What defines the Beau Rivage isn't really the room, though. It's the fact that the building sits directly on the beach, separated from the sand by a pool deck and a low wall. Most Biloxi casinos feel like they could be anywhere — windowless floors designed to make you forget what time zone you're in. The Beau Rivage does this too, of course — the casino floor is a maze of slots and table games and the particular amber lighting that says please lose track of time — but then you take an elevator up and there's the Gulf again, reminding you where you are.

The restaurants range from a solid steakhouse to a buffet that locals actually eat at, which tells you something. BR Prime does a bone-in ribeye that's better than it needs to be for a casino restaurant. But the move, honestly, is to walk east on Beach Boulevard about ten minutes to Mary Mahoney's Old French House, a restaurant operating out of an 1737 building where the gumbo has been the same recipe for decades and the courtyard has a live oak that predates the United States. Order the stuffed flounder and a Barq's — Barq's root beer started in Biloxi, a fact that locals will tell you whether you ask or not.

The shrimp boats drag their lights across the water at night like slow-moving constellations — that's the show no casino floor can compete with.

The pool is fine. The spa is fine. The golf course exists. None of this is why you'd come here. You'd come here because Biloxi is a strange, stubborn little city that rebuilt itself after Katrina with a mixture of casino money and pure Gulf Coast spite, and the Beau Rivage — which was itself gutted by the storm and reopened less than a year later — is the most comfortable place to sleep while you figure out what that means. The hotel's own history with the hurricane is visible if you look: the rebuilt seawall, the reinforced lower floors, the way the landscaping is designed to survive wind. Nobody mentions it. It's just there.

One honest note: the walls between rooms are not thick. I could hear my neighbor's television — sounded like a game show, possibly The Price Is Right, which felt appropriate given the setting. And the elevator situation during checkout hours on a Sunday morning requires patience and a willingness to stand very close to strangers who've been up all night at the blackjack tables. There's a particular cologne that hangs in those elevator cars. You'll know it.

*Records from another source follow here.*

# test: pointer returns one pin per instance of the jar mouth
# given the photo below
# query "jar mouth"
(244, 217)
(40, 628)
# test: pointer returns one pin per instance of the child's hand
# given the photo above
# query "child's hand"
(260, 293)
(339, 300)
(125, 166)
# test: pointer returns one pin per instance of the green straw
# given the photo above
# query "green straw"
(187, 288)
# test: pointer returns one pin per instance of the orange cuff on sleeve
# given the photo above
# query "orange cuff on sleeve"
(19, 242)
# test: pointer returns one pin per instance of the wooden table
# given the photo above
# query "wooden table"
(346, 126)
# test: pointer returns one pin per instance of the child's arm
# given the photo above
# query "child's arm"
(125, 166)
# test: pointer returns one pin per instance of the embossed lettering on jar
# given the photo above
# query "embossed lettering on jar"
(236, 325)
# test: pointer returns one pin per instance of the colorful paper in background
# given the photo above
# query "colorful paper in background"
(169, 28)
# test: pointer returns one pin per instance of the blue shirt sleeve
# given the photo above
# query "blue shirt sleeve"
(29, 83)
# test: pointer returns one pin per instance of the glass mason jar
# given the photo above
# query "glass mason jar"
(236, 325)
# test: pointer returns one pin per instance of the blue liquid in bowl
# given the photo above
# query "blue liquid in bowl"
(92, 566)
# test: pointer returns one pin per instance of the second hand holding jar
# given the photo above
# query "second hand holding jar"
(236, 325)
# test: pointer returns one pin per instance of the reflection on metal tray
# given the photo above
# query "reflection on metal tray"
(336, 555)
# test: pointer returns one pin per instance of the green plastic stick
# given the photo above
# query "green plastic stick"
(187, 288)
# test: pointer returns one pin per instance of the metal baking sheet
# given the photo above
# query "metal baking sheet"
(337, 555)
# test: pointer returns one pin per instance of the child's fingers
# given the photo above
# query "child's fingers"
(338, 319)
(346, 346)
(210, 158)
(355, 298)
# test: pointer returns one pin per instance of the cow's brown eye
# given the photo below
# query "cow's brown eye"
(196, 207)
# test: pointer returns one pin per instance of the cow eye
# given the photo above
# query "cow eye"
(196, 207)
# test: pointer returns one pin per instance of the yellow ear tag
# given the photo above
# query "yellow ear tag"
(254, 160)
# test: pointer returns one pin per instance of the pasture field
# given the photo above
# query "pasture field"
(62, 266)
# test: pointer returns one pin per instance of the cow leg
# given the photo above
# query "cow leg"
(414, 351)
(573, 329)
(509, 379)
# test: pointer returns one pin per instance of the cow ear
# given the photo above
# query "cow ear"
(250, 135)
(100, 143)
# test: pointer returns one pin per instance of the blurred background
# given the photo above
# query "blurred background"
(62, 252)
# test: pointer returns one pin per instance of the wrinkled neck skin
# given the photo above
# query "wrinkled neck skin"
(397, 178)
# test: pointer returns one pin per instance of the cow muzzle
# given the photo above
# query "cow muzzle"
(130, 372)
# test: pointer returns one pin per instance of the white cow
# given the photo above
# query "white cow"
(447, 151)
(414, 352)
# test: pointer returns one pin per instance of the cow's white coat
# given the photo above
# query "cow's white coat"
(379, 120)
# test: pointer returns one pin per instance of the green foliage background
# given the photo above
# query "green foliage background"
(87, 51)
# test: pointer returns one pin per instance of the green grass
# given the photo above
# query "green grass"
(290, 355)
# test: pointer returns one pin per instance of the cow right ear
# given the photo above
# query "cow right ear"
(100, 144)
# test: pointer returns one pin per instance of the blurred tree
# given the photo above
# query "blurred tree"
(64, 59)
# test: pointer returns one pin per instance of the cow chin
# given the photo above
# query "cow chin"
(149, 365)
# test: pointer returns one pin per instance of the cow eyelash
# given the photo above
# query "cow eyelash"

Walking out into the morning

Leaving in the morning is different from arriving at night. Beach Boulevard is quieter, the casinos less insistent. A guy in rubber boots is hosing down the sidewalk outside a souvenir shop. The Gulf is gray-green now, not bronze, and a line of brown pelicans is working the surf in formation. Across the road, the sand beach that the Army Corps of Engineers trucked in after the storm stretches white and wide and mostly empty. If you're heading east toward Mobile, stop at Shed BBQ in Ocean Springs — it's twenty minutes and worth every one of them. If you're heading west toward New Orleans, the drive along Highway 90 through Bay St. Louis is the kind of coastal road that makes you roll the windows down even when the AC is on.

Rooms at the Beau Rivage start around $129 on weeknights and climb toward $300 on weekends, which buys you a Gulf-view king, access to the beach and pool, and the particular pleasure of falling asleep to the sound of water instead of slot machines — assuming you made it out of the casino.